View Full Version : [ubuntu] find (multiple extensions)... rm! not working now...
talz13
December 26th, 2011, 03:59 AM
I have an entry in my crontab to delete superfluous files from my unwatched videos directory. Originally it was just used to remove "*.nfo" files, but now I have additional file extensions that I want to delete. The new entry is
find /home/shares/video/unwatched/ -iname "*.jpg" -o -iname "*.tbn" -o -iname "*.nfo-orig" -exec rm -rf {} \; I started out by surrounding the -iname parameters with parentheses like this \( ... \) but got errors, so I removed the parentheses. I've run the find part of the command from the shell, and it returns everything I want to delete, but the -exec rm is not deleting the files.
I'm confused!
bodhi.zazen
December 26th, 2011, 05:53 AM
You have to either use xargs or quote the {}
xargs
find <your optios> -print0 | xargs -0 /bin/rm -f
But that will fail if you have spaces in the file names.
quote the {}
find /home/shares/video/unwatched/ -iname "*.jpg" -o -iname "*.tbn" -o -iname "*.nfo-orig" -exec rm -rf '{}' \;
talz13
December 26th, 2011, 05:18 PM
You have to either use xargs or quote the {}
xargs
find <your optios> -print0 | xargs -0 /bin/rm -f
But that will fail if you have spaces in the file names.
quote the {}
find /home/shares/video/unwatched/ -iname "*.jpg" -o -iname "*.tbn" -o -iname "*.nfo-orig" -exec rm -rf '{}' \;
I tried adding the single quotes around the {}, but it still wasn't deleting the files.
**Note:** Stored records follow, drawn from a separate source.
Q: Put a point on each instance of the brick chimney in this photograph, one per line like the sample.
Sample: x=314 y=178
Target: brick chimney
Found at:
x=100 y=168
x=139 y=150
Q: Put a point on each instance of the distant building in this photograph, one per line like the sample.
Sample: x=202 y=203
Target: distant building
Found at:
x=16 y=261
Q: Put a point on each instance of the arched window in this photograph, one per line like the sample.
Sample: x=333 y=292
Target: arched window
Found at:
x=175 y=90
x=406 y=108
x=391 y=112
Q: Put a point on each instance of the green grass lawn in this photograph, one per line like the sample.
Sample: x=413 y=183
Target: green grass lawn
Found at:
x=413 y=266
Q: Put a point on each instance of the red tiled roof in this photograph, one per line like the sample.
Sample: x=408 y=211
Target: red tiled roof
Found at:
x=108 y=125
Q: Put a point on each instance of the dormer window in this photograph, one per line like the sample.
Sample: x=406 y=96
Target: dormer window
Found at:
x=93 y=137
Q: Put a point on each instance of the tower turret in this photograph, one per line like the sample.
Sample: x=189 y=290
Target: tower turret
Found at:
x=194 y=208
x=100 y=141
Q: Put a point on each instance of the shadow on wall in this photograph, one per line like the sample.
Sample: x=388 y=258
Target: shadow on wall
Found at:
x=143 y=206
Strange!
bodhi.zazen
December 26th, 2011, 06:41 PM
I see it is because you may only pass one set of results to a command, so write a script to loop through those one at a time.
sisco311
December 26th, 2011, 07:07 PM
Hmmm, your command will only delete the *.nfo-orig files. ;)
You probably want to delete the .jpg and .tbn files as well. Right?
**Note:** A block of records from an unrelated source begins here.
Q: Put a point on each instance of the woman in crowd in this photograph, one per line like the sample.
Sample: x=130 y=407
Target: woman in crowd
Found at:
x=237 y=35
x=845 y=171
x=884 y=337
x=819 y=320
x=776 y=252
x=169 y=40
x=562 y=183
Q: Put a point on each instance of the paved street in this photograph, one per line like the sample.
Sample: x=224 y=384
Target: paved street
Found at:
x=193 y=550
find ./path \( -iname \*.jpg -o -iname \*.tbn -o -iname \*.nfo-orig \) -exec rm -i {} +
In this context, {} has no special meaning, so you don't have to quote it.
The -exec command {} + variant will run the command on a set of files instead of invoking the command for each file.
GNU find also has a -delete option.
... -print0 | xargs -0 ... should also do the trick and it should work with any filename.
For more info check out BashFAQ 075 (link in my signature).